In the field of mathematics, particularly in sequences, an array is termed arithmetic if it meets two criteria: it contains at least three elements, and the difference between any two consecutive elements is constant across the sequence. Arrays such as [1,3,5,7,9], where each successive number increases by 2, or [7,7,7,7], where each element is identical thus resulting in a difference of 0, are classical examples of arithmetic arrays.

In this context, your task is to determine how many contiguous subarrays (a subarray is a subset of consecutive elements in the original array) in a given integer array nums, qualify as arithmetic. The challenge involves not only identifying these subarrays but understanding their formation based on sequence rules.

Examples

Example 1

Input:

nums = [1,2,3,4]

Output:

3

Explanation:

We have 3 arithmetic slices in nums: [1, 2, 3], [2, 3, 4] and [1,2,3,4] itself.

Example 2

Input:

nums = [1]

Output:

0

Constraints

  • 1 <= nums.length <= 5000
  • -1000 <= nums[i] <= 1000

Approach and Intuition

The goal is to determine the number of contiguous subarrays that are arithmetic in nature. Every valid subarray must adhere to the definition of an arithmetic sequence, having:

  • At least three elements
  • A consistent difference between consecutive elements

Given the examples:

  • For the input nums = [1,2,3,4], subarrays such as [1, 2, 3], [2, 3, 4], or even [1,2,3,4] itself are all valid arithmetic subarrays, each showing a consistent difference of 1 between consecutive elements. This results in an output of 3.

  • For the input nums = [1], no arithmetic subarrays are possible since a single element cannot form a sequence that meets the required criteria of at least three consecutive numbers.

To solve this problem:

  1. Traverse the array and on each step, check if the current segment can extend a previously found arithmetic subarray. If a segment cannot be extended (i.e., the difference between consecutive elements changes), restart the count.
  2. Use a count variable to maintain how many valid subsequences end at a position, and an answer variable to aggregate these into a total.
  3. As you process and encounter valid arithmetic subarrays, add the size of possible subarrays to your total count result. For example, if a sequence of length 4 maintains the arithmetic property, it contains, in itself, three subarrays of size 3 (each offset by one element from the previous) and one subarray of size 4.

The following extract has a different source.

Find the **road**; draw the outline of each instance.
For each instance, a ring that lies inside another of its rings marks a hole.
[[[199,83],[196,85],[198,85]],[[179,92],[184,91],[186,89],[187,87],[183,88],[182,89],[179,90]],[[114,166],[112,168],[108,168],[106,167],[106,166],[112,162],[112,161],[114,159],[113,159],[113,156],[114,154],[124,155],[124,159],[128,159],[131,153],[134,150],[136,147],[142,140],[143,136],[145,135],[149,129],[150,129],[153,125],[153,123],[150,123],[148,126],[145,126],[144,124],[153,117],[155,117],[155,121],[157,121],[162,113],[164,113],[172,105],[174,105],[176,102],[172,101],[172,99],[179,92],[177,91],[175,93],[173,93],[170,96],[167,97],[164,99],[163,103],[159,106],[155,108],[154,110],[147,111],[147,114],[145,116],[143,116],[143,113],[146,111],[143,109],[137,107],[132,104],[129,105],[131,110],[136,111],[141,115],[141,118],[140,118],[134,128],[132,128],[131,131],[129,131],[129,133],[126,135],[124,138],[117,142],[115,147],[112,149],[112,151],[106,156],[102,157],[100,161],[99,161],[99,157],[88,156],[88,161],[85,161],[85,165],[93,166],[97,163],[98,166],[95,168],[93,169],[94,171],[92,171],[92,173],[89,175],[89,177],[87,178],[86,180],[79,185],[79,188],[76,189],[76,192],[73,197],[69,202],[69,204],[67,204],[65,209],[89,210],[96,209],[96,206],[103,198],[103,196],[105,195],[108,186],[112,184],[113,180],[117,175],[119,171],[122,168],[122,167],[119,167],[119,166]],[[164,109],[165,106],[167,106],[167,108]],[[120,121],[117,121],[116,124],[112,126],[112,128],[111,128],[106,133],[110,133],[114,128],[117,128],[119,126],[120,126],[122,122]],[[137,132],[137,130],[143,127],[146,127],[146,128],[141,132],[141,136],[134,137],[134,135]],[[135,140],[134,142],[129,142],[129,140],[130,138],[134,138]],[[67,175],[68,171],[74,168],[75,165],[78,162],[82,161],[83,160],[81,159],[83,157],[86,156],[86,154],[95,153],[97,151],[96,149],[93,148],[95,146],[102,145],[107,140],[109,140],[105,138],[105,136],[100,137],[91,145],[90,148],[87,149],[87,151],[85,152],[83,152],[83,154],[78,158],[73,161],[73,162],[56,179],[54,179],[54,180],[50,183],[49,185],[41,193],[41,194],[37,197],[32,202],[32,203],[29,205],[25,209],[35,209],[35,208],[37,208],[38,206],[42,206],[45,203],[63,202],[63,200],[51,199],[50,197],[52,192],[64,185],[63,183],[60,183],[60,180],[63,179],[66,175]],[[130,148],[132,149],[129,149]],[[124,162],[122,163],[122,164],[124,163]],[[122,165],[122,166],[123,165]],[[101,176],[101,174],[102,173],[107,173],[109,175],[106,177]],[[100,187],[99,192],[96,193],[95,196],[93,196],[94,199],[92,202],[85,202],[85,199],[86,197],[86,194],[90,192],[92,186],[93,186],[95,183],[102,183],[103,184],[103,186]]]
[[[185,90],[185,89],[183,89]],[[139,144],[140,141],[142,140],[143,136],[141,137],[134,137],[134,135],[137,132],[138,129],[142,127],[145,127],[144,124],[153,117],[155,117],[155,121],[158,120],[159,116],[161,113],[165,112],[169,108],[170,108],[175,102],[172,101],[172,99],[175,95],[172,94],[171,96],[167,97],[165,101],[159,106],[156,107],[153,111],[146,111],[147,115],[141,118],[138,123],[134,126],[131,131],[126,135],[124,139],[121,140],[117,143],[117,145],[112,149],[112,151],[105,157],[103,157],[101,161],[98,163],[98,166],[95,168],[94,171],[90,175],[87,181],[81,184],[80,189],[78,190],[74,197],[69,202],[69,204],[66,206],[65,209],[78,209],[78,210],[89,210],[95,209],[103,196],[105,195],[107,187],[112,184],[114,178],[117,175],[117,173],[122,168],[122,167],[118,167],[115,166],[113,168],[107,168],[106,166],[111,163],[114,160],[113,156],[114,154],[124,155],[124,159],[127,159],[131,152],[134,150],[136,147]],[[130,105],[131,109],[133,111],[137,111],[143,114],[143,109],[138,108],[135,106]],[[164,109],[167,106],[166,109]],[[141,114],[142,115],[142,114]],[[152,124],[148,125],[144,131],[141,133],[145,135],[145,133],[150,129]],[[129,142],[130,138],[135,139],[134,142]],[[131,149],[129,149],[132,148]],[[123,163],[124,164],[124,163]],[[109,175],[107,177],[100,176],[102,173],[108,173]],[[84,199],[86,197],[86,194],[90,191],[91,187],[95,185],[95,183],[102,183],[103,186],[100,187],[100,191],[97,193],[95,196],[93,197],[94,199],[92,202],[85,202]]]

In terms of constraints, the solution approach should be efficient given the maximum possible array length (5000), making a nested loop approach potentially infeasible for the upper limits. Consideration of a linear or near-linear time complexity algorithm would be more appropriate to handle larger inputs effectively. The values of the elements (ranging between -1000 and 1000) do not directly complicate the approach since the concern primarily lies with the differences between them rather than their absolute values. The solution should ensure its correctness across the entire bounds of the array size, from the minimum of a single element (at which point no arithmetic subarrays are possible) to the maximum.

Solutions

  • Java
java 
public class Solution {
    public int calculateArithmeticSubarrays(int[] array) {
        int currentStreak = 0;
        int totalSequences = 0;
        for (int j = 2; j < array.length; j++) {
            if (array[j] - array[j - 1] == array[j - 1] - array[j - 2]) {
                currentStreak++;
            } else {
                totalSequences += currentStreak * (currentStreak + 1) / 2;
                currentStreak = 0;
            }
        }
        return totalSequences += currentStreak * (currentStreak + 1) / 2;
    }
}

The provided Java solution addresses the problem of finding the number of arithmetic slices in an array. An arithmetic slice is a sequence of at least three elements where the difference between consecutive elements remains constant.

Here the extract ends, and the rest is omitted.